Après la disparition d’Elie dans la tempête, le fils déchire ses vêtements en deux. On pourrait y voir un signe de deuil, mais la suite du texte ne confirme pas cette interprétation. Pour pouvoir revêtir le manteau d’Elie, il est nécessaire de se débarrasser de sa « vieille peau ». L’esprit ne peut venir dans une vieille outre.

La recherche du corps d’Elie

Le texte met en scène une recherche du corps d’Elie, par cinquante fils de la vaillance, sortes de doubles des fils de prophète qui sont eux aussi cinquante.

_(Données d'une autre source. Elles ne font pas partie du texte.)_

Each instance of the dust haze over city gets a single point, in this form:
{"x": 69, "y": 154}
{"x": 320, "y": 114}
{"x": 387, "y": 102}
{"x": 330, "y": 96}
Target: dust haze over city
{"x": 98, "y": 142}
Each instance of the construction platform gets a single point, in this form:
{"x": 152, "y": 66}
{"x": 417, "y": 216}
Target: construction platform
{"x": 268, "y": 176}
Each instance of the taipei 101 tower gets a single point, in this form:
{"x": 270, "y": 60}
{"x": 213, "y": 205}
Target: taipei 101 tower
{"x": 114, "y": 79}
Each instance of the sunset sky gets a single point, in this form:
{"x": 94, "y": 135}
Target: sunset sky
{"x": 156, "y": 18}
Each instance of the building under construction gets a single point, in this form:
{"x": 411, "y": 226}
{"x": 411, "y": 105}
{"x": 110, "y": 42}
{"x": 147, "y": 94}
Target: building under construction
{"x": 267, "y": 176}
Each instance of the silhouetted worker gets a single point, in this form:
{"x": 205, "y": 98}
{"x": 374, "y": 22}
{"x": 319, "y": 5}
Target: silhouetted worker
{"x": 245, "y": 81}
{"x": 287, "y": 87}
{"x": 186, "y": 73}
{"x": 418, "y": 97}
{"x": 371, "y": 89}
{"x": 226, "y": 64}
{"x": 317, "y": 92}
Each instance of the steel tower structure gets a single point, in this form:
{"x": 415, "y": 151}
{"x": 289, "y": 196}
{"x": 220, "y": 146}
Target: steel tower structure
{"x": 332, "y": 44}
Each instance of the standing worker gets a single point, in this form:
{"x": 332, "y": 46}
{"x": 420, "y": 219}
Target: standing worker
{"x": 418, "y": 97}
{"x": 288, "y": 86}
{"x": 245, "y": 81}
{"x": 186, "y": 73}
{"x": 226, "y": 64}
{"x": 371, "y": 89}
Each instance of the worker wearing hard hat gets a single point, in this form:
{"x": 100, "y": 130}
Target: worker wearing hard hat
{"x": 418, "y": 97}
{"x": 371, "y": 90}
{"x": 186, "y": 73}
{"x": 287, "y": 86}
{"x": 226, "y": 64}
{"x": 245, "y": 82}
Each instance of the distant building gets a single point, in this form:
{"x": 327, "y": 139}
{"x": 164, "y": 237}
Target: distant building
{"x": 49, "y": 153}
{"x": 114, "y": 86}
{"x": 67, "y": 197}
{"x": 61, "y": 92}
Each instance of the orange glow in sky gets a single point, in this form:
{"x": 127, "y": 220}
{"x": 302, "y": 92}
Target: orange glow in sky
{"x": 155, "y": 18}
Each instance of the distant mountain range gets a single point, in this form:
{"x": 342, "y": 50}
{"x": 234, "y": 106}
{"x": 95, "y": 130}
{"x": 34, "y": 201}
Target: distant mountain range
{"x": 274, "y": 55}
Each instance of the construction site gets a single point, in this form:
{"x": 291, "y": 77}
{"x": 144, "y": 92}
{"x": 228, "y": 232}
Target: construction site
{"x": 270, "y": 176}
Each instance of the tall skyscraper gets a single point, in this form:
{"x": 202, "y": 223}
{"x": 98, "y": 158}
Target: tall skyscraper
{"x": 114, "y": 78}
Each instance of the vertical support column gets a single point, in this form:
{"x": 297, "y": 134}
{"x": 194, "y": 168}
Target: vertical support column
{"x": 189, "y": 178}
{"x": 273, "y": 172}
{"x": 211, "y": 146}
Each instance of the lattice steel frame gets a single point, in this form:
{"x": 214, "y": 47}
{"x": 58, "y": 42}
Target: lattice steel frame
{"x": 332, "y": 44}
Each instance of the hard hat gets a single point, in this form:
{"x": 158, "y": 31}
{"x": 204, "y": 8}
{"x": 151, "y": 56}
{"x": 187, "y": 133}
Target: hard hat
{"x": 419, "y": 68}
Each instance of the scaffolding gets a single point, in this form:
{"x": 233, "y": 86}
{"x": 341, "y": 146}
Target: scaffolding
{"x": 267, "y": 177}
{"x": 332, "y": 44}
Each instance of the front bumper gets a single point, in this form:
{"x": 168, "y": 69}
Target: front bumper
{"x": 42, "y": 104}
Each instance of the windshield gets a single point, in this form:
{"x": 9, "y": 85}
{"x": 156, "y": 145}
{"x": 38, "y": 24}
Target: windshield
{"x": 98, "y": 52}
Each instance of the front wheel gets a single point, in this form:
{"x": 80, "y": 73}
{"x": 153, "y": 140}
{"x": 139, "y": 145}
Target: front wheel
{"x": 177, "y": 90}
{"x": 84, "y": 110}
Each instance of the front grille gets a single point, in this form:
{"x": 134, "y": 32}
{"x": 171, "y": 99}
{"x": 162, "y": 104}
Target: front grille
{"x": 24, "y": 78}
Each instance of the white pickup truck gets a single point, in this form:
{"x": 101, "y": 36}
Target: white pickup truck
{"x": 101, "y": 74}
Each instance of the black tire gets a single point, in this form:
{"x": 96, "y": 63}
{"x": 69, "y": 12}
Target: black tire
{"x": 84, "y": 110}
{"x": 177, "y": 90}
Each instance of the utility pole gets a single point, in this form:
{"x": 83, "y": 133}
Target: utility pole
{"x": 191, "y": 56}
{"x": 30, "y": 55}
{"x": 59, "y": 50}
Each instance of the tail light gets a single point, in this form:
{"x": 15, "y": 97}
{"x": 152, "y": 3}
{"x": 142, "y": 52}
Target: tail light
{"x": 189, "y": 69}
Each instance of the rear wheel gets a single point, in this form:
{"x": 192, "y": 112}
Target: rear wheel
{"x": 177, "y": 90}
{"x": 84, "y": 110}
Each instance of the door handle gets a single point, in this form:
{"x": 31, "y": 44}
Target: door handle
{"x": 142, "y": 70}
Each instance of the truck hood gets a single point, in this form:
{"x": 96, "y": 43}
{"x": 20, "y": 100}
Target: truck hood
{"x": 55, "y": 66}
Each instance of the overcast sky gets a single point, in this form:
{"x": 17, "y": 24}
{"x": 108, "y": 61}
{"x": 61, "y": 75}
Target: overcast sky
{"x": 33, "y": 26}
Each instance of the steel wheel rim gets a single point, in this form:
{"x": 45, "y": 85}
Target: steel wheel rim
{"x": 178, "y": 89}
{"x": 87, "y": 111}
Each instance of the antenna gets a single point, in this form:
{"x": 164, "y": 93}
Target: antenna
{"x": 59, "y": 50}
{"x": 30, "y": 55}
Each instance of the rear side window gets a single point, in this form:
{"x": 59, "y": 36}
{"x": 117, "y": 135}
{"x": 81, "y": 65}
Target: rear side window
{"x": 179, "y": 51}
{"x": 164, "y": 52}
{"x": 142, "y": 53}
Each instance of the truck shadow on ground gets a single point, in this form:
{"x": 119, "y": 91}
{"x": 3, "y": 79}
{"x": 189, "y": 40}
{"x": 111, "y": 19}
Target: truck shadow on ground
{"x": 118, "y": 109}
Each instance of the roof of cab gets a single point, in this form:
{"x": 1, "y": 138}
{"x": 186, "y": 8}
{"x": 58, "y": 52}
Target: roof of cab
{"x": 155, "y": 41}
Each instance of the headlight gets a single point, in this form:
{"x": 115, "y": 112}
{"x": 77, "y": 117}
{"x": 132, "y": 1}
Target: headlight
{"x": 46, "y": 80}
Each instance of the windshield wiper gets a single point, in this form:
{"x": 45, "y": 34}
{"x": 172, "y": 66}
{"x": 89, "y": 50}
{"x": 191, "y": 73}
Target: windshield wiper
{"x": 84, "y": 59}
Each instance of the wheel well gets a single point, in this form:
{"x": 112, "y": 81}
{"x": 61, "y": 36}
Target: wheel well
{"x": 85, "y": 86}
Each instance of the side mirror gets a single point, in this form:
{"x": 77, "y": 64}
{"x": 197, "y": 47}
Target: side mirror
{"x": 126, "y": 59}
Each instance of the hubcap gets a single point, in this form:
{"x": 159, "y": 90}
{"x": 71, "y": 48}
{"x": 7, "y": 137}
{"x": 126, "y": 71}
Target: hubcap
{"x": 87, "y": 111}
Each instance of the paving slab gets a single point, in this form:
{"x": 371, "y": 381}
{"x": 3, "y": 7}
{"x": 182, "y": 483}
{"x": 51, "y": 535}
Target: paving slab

16 Ils lui dirent : « Il y a avec tes serviteurs cinquante fils d’hommes vaillants. Veux-tu qu’ils aillent à la recherche de ton seigneur ? Peut-être que l’Esprit de l’a emporté et l’a jeté sur une de ces montagnes ou dans une de ces vallées. »

Les fils de prophète parlent d’Elie comme du seigneur (Adonaï) d’Elisée, ignorants qu’ils sont de la révélation de filiation survenue au moment de son enlèvement. Ils se représentent cette séparation comme le fruit d’une intervention « de l’esprit de YHWH ». Cette notation évoque une intervention en esprit de YHWH, faisant écho à l’esprit d’Elie sur Elisée.

Il est difficile d’admettre la disparition du corps. L’épisode de sa recherche infructueuse par monts et par vaux souligne la difficulté à comprendre que c’est la disparition du corps qui permet à l’esprit de venir. Elisée l’avait expérimenté, mais les fils de prophète non, donnant ainsi l’occasion aux lecteurs de ce texte de méditer là-dessus.

Qu’est-ce que cet esprit qui ne disparaît pas avec le corps ? Qui, au contraire, donne encore d’agir en l’absence de celui qui en est la source ou le vecteur. L’esprit va ainsi son chemin, de corps en corps, le long des générations et, comme le montre d’autres textes, par delà les frontières ethniques et culturelles. Le manteau figure ce corps en nous qui peut accueillir cet esprit.

« Revêtez-vous du Seigneur Jésus Christ et ne vous souciez pas de la chair pour en satisfaire les convoitises. » (Romains 13, 14)

 

[1] En particulier dans la sortie d’Egypte et la traversée du désert.

[2] On retrouve cela à propos de Jésus : son départ est la condition de l’envoi de l’Esprit-Saint.